Ekker Law, P.C. / Steven B. Ekker, Esq.

What Are the Benefits and Limitations of Family Law Mediation in a Divorce?

 Posted on November 09, 2021 in Divorce

IL divorce lawyerGetting divorced is much more than deciding not to be married any longer. Divorcing spouses must also determine the terms of the divorce. Depending on their unique situation, they may need to address the distribution of marital property and debts, parenting time schedules, parental responsibilities, and spousal maintenance or alimony. If the couple can agree on these issues out of court, they may be able to save themselves time, money, and frustration. Mediation is one method of alternative dispute resolution that many divorcing couples find beneficial; however, it is not sufficient in every case.

Advantages of Divorce Mediation

During mediation, both spouses sit down with a mediator to discuss the unresolved divorce matters. They may negotiate the terms of their property division arrangement, decide who will keep the kids on what days, determine the amount and duration of spousal maintenance, and more. The mediator helps the couple stay focused and explore various solutions and compromises. Using mediation to resolve divorce issues allows you to stay in control of your divorce’s outcome. It may also help parents stay on relatively good terms so that they can build a functioning co-parenting relationship for the sake of their kids. The conversations you have during mediation are also confidential.

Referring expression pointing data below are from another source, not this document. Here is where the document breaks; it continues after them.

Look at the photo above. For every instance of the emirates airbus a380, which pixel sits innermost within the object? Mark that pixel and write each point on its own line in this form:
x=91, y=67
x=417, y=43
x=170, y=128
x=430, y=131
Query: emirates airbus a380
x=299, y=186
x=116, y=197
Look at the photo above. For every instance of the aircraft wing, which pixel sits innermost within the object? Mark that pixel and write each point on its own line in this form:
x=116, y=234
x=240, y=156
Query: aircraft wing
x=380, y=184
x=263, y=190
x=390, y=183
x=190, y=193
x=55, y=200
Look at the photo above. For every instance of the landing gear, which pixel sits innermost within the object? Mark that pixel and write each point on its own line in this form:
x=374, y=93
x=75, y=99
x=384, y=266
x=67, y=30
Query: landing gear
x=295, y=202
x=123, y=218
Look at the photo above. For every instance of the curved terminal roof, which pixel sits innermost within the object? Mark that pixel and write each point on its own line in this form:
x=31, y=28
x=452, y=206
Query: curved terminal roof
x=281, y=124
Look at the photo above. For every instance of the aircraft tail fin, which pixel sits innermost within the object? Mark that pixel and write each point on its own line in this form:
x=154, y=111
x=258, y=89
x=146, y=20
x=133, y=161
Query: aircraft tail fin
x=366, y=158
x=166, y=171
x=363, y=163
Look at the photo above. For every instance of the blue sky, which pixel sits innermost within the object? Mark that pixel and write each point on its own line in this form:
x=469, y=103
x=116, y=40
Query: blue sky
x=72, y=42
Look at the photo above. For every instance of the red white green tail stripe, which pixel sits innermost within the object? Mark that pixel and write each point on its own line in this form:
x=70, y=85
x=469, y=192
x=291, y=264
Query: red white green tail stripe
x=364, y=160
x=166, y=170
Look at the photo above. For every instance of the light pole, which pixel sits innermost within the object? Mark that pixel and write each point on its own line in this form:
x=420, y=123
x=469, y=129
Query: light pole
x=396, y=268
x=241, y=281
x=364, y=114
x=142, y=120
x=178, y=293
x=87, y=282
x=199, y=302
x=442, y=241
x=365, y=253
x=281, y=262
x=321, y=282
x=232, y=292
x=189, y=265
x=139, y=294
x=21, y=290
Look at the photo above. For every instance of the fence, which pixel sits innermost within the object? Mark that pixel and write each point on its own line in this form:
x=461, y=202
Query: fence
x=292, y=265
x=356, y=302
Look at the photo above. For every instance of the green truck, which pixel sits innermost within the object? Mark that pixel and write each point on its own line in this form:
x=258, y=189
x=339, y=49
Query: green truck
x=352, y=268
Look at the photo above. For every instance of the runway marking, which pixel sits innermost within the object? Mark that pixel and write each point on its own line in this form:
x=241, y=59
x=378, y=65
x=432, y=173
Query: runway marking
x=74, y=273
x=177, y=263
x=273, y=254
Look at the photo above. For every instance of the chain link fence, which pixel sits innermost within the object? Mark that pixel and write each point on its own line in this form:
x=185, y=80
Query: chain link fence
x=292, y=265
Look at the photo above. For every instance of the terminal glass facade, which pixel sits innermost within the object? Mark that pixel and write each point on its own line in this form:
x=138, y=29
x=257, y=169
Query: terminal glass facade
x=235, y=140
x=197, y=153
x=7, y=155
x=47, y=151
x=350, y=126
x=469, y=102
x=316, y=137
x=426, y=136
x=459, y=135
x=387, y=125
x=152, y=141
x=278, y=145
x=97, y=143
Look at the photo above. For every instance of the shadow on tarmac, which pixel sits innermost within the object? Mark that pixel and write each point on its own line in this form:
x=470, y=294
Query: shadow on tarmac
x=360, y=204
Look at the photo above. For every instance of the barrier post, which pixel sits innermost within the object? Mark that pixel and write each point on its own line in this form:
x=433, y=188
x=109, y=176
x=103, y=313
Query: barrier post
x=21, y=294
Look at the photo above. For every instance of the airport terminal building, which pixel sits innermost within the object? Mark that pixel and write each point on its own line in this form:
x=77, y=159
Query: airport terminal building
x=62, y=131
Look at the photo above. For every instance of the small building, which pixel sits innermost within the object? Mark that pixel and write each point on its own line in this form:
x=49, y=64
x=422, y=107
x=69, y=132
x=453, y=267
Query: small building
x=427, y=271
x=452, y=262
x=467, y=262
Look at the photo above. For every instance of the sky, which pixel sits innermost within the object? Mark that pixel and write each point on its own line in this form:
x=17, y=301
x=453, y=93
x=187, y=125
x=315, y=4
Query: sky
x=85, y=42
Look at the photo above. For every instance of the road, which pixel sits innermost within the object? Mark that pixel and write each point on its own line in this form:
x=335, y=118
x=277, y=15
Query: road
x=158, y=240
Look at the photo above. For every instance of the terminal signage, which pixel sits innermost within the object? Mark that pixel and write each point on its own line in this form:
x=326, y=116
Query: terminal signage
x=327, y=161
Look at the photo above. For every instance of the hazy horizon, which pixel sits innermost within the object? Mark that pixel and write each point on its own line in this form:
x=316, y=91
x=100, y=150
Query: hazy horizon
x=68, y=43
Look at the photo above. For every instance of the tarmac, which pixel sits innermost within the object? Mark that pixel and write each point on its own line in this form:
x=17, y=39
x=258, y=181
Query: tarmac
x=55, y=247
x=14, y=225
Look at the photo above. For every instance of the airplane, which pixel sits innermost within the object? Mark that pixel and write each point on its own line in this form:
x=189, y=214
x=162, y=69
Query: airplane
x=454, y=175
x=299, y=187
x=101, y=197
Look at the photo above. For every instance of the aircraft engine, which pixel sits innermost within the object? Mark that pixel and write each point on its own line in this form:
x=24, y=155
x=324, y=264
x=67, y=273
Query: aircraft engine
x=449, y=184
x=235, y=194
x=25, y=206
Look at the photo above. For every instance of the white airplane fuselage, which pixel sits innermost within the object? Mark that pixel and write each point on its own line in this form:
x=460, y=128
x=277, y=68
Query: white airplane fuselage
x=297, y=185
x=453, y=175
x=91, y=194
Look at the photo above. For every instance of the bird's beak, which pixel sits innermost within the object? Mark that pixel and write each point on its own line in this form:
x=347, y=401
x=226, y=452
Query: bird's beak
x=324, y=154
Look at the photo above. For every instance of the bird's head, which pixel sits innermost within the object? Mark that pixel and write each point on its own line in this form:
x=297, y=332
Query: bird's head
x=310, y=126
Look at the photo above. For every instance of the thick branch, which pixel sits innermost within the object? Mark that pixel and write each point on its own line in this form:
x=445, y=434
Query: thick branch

Mediation Alone Is Not Always Enough

In Illinois, divorcing couples are sometimes required to attend mediation. If you and your spouse are struggling to discuss divorce issues calmly and productively, mediation may be useful. In many cases, mediation is a great first step. However, you may need to take additional action to fully resolve the divorce issues.

Mediation may also be impractical for some couples. If your spouse refuses to make the slightest concession during negotiations or insists on unreasonable divorce terms, mediation may simply not work. Mediation is also not recommended for couples with a history of family violence because the power imbalance makes good faith negotiations nearly impossible.

Lastly, mediation may be insufficient in high-asset and complex divorce cases. If you or your spouse own high-value assets, complex assets such as a family business, or have complicated family dynamics, you may want to work directly with an attorney instead of relying on mediation.